Ryan Gosling (who will also star in Mr. Refn's next Bangkok-set thriller, "Only God Forgives") says that the biggest challenge in "Drive" was internalizing his role, which required very little dialogue.
"In a way, it is such a relief to forget everything you know," Mr. Gosling says. "If I was feeling the pressure to tell the story, Nick would come up and hug me until I stopped resisting the hug. Then he'd look at me and say, 'go with God', and I would just relax."
Born in Copenhagen, Mr. Refn moved to New York with his mother and stepfather when he was 8, then briefly returned to his native turf as a teenager to complete his gymnasium (high school).
"After that, I went back to New York and spent a year at the American Academy of Dramatic Arts, hated it, and got kicked out," he says. "I'm a film-school dropout. I hate all schools, or anything that tries to control me."
His first break came when he was 24. After returning to Copenhagen, where he enrolled in the Danish Film School, then quit, Mr. Refn was offered money to write and direct his first feature film, "Pusher" (1996).
"Nicolas just appeared one day, from out of the blue, wanting to do this gangster movie," says Danish actor Mads Mikkelsen. His longtime collaboration with Mr. Refn dates back to his star role as a low-life antihero in the "Pusher Trilogy" (1996-2005), followed by "Bleeder" (1999) and "Valhalla Rising" (2009).

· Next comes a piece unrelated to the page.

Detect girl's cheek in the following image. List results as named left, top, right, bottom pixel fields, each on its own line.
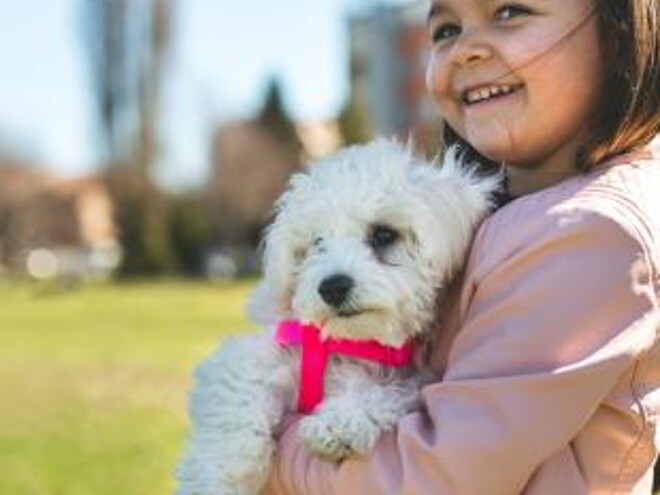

"He was wearing those big glasses of his and short pants, and I'm thinking, what does this guy know about the tough inner-city drug life? He had no experience in real life but was very willing to listen to us. At first, I had my doubts, but changed my mind immediately. Nicolas was so radical and new—he was doing something never seen before in Danish film, with the energy of a Martin Scorsese movie."
What Mr. Mikkelsen most admires, he says, is the skillful blend of raw emotion with epic nastiness. "The characters who are not terribly loveable, but you still end up caring about them. Nicolas also has a way of being funny at the most violent moments."
Mr. Gosling says he hasn't really made up his mind whether "Drive" is actually meant to be funny. "All of Nick's films seem to provoke the strangest responses," Mr. Gosling says. "In 'Valhalla Rising,' the beginning is so intense and serious but then, halfway through the movie, the lead character suddenly cuts open his friend's stomach and starts pulling out his intestines. At which point, the whole audience burst out laughing."
As an autodidact, the director has his particular idiosyncrasies: He always films chronologically, and has no qualms about the fact that he is color-blind ("I can't see mid-colors, so the only color I can really relate to is red"), which would explain all that crimson hemoglobin.
Would the director link his own quirky sense of comedy to his Danish roots?
"Well, I think there's a very dark sarcasm rooted in Danish humor, which can be misinterpreted," he says. "Maybe the problem lies with the Danish mentality—we're desperately trying to be international but we haven't quite learned how yet."
Once pegged as the "wild child of Denmark," Mr. Refn has moved on. "Now that I'm older and I have a family, that takes up more of my time. You just want to make your movies.
"I had a first-class, ace, number-one Hollywood experience," he says. "I thought that working in L.A. would be like walking in a minefield, waiting for people to come out with their knives. Fortunately, I was able to make the film exactly the way I wanted to, with no final cut."
He pauses, then thinks out loud. "Would I do it again? We'll see."